(Troisième partie) Voulons-nous
mener une vie bonne ou une vie « vraie » ? Sommes-nous sur terre
pour jouir du fait de vivre ou pour comprendre ce que nous y faisons, connaître
celui que nous sommes ? L’idéal de tout bonheur est l’épanouissement,
l’accomplissement de l’être heureux et l’idéal de toute vérité est la
transparence : celle du monde, de la pensée et de soi-même. Mais au nom de
quel idéal « faudrait-il » préférer le bonheur à la vérité ?
Quelque chose tourne en rond dans cet énoncé : la réponse dépend de ce qui
est sous-entendu dans ce « faut-il ». Aucun impératif ne se conçoit
autrement qu’à partir d’une « valeur ». Le problème est donc moins
celui de savoir ce que nous devons faire qu’au nom de quoi nous devons faire
ceci ou cela.
Il y a deux
arbres au paradis dans la genèse : l’arbre de vie dont les fruits
procurent l’immortalité et l’arbre de la connaissance du bien et du mal. C’est
comme si la Bible positionnait la question qui nous occupe comme la plus
décisive de notre condition de créatures de Dieu. Adam et Eve ont cédé à la
tentation du savoir, ils ont préféré prendre conscience de leur malheur (rejetés
du paradis) plutôt que de rester ignorants et heureux (goûter les fruits de
l’arbre de vie).
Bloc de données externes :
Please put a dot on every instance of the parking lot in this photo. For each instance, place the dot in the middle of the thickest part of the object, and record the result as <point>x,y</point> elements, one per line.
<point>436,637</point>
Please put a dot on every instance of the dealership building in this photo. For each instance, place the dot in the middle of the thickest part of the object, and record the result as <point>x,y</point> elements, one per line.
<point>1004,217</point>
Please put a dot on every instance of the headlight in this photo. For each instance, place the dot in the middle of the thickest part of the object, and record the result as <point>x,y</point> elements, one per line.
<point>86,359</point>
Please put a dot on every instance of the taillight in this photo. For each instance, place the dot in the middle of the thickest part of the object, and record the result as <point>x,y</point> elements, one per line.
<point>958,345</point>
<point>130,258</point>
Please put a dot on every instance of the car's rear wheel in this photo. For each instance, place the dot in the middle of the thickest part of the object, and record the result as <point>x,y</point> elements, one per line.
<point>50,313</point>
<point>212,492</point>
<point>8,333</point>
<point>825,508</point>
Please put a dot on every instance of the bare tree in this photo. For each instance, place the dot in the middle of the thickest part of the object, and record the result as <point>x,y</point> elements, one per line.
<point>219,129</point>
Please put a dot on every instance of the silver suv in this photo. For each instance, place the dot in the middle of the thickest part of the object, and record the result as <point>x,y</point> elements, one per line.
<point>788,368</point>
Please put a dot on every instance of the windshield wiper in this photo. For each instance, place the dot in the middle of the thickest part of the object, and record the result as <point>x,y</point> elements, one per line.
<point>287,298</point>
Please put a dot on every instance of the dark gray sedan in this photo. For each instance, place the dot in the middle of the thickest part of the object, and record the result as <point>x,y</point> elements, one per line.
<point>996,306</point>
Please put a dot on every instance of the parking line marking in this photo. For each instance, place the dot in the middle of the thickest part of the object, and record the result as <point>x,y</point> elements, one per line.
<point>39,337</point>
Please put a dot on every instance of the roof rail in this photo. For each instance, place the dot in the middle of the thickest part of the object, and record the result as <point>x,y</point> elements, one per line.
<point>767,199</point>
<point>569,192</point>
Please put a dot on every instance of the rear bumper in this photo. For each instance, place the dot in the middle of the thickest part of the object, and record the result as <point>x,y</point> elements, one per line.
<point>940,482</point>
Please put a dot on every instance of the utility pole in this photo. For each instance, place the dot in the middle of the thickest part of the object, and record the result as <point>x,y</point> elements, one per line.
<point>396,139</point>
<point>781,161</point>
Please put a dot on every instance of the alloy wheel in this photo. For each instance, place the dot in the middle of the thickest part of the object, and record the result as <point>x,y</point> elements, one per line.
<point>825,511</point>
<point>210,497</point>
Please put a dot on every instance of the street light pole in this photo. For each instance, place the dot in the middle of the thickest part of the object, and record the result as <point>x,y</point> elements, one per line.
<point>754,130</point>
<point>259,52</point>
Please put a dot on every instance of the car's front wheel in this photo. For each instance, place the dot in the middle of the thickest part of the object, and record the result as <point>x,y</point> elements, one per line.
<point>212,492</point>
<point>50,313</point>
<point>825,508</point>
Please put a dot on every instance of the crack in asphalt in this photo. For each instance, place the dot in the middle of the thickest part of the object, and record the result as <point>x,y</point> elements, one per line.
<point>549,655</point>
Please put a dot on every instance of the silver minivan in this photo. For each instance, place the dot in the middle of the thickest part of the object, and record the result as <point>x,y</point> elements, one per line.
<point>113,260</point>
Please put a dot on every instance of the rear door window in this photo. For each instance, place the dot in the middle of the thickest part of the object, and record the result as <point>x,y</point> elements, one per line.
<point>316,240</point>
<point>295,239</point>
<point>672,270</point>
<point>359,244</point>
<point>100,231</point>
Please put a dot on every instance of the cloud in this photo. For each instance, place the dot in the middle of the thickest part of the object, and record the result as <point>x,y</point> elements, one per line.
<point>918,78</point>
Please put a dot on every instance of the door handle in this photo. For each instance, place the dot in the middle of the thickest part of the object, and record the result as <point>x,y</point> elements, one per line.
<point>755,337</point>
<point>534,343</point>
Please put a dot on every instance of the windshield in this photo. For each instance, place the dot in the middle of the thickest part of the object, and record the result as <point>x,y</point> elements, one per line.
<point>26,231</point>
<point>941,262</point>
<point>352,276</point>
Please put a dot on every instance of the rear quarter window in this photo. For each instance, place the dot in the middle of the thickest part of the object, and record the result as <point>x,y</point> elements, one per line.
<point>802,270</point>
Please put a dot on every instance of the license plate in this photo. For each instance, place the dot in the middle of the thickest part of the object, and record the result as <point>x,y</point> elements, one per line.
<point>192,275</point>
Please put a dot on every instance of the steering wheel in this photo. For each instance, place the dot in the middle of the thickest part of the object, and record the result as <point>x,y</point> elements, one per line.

L’interdit de l’Eternel exclue la possibilité que l’on puisse
avoir l’un et l’autre. Quelque chose de cette interdiction est fondateur des
Trois monothéismes et du mode de vie qui s’est édifié à partir de ces trois
religions : le judaïsme, l’Islam et le christianisme. Cela pourrait
peut-être nous faire sourire si nous ne réalisions dans le cours même de notre
existence réelle à quel point le sentiment d’être heureux est nostalgique comme
si nous ne percevions qu’après coup que nous étions heureux à telle ou telle
époque alors qu’à l’instant même de ce bonheur nous ne prenions pas conscience
que nous nagions dans le bonheur.
Si nous
savons que nous sommes heureux, nous le sommes moins parce que cette conscience
instaure une distance à l’égard du sentiment éprouvé mais si nous ne le savons
pas, en jouissons-nous vraiment, c’est-à-dire en tant qu’êtres pensants ?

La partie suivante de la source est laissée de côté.